Ok fine, you're a gay Catholic, why must you make such a big deal of it? Gays talk so much about equality and being treated the same as everyone else, so why are these people going around wearing rainbow sashes? That's a blatant symbol saying "hey, look at me, I'm gay!" How can gays expect people to treat them equally when they blatantly separate themselves from others?

I mean I'm all about individuality, and definitely not a proponent of conformity, but come on. This is Church. The Church does not agree with homosexuality. So why purposely wear something you know the Church doesn't agree with, to make you stand out? It's like they're trying to say, "Hey look, they're not treating me equal because I'm gay. But I purposefully wore this thing just to prove a point." It's foolish... They know the Church's stance on gays, even if they are Catholic, why just bring this upon themselves? To point out how evil the Church is? Come on... I can see how people would say they're using (exploiting) the Church to further their political agenda...

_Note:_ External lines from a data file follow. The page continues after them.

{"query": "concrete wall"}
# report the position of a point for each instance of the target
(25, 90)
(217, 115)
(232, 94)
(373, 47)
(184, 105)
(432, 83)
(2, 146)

Rainbow Sash Movement spokesman Joe Murray was among those denied communion in Chicago. He said members wearing the sashes should be seen no differently than a uniformed police officer or Boy Scout seeking communion.

Yeah, except Boy Scouts and police officers are not morally wrong in the Church's eyes. It's nothing alike. What, now the gay community has a uniform? I don't see straight people walking around in uniform. I've said it before, and I'll say it again, if they're trying to be accepted equally, they shouldn't make themselves stand out in a blatant attempt to show people (mainly the Church) how "wrong" they are.

When I asked my friends about this, one of them said some people just want to be accepted for their individuality, it's like telling someone with a mohawk to cut their hair if they want to be accepted. But this isn't like wearing a mohawk. People who wear mohawks want to be different, they're doing it so they aren't accepted; they must realize that people are going to look at them differently, but they wear mohawks anyway.. Gays want to be equal. So making themselves stand out in this manner is not helping the situation at all.

If my opinions offend anyone, I apologize. But those are the opinions I have.

posted on Jun, 1 2004 @ 10:28 AM
Faisca, you didn't offend me. In fact, I think you hit the nail on the head. Activists seem to lack actual persecution, so in order to create said persecution they go out of their way to make sure they get the raw end of the deal they put themselves in.

Case in point. The girl who went to VMI. She only wanted to break up the fine tradition they had of a male environment, one which I agreed with. Then when she won, she got fat over the summer and failed out.